Dame Shirley Porter was fined squillions of pounds and fled the country after it was disclosed that she tried to get a few dozen more Tory voters into council houses in some Westminster wards. Naughty girl. Yet it's apparently OK to import a few million extra Labour voters, find them housing, then ask why the Tories can't win in the cities any more.

There are a couple of worrying codas to the record abortion and HIV statistics as well. The first is that, following Joanna Jepson's success in gaining a review of the decision not to prosecute doctors who killed a baby because it had a cleft palate, the Government abortion statistics have dropped the breakdown of late-term abortions by type of foetal disability. This seems to be a purely political move designed to suppress the information which enabled Ms Jepson to take legal action. The second is that HIV figures are rising in the regions as a direct result of the government's dispersal of asylum seekers.

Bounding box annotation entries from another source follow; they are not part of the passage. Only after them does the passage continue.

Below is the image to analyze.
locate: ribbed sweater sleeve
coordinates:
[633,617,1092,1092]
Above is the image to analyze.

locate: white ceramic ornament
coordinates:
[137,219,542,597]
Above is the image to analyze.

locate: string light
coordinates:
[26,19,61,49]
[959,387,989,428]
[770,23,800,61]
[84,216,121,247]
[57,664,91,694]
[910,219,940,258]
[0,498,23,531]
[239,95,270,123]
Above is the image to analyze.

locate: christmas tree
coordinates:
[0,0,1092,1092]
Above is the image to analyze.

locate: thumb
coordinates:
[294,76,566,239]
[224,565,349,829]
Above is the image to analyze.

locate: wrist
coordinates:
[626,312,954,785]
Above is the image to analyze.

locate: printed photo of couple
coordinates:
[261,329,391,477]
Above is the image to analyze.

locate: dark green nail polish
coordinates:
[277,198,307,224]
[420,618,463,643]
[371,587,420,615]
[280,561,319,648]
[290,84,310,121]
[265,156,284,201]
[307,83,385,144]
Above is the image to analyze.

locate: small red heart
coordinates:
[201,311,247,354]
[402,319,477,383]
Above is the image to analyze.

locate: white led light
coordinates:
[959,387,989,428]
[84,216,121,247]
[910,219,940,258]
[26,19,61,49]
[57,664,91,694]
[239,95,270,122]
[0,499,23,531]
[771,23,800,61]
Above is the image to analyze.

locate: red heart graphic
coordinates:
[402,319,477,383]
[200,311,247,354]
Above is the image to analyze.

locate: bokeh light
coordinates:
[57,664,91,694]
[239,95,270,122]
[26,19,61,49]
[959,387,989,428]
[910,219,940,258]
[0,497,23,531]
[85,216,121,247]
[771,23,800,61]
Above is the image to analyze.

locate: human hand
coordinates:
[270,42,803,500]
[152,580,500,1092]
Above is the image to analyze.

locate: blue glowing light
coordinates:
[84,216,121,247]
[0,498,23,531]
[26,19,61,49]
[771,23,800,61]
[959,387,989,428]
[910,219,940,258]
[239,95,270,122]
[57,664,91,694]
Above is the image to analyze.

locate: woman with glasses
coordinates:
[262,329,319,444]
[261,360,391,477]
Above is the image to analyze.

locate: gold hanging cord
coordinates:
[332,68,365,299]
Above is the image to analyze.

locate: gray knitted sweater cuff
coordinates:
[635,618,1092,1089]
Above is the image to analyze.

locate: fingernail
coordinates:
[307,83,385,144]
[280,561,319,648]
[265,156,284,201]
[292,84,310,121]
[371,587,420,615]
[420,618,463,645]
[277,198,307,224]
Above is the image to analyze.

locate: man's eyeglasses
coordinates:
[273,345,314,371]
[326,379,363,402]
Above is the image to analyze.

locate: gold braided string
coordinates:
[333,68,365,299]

If the Tories, with their manipulation of unemployment statistics in the 1980s, can be said to have started the corruption and politicisation of independent civil servants, Labour have taken the policy to new depths. As whistleblower Steve Moxon said of the Immigration and Nationality Directorate "we were an extension of the government’s efforts to supply spurious information to the Office for National Statistics (to downplay the immigration problem)."

Crime, asylum, immigration, available beds, waiting lists - you name it, they'll fiddle it. The Soviet Union may be dead, but its statistical techniques live on. And at least the Soviets did actually make a few tractors.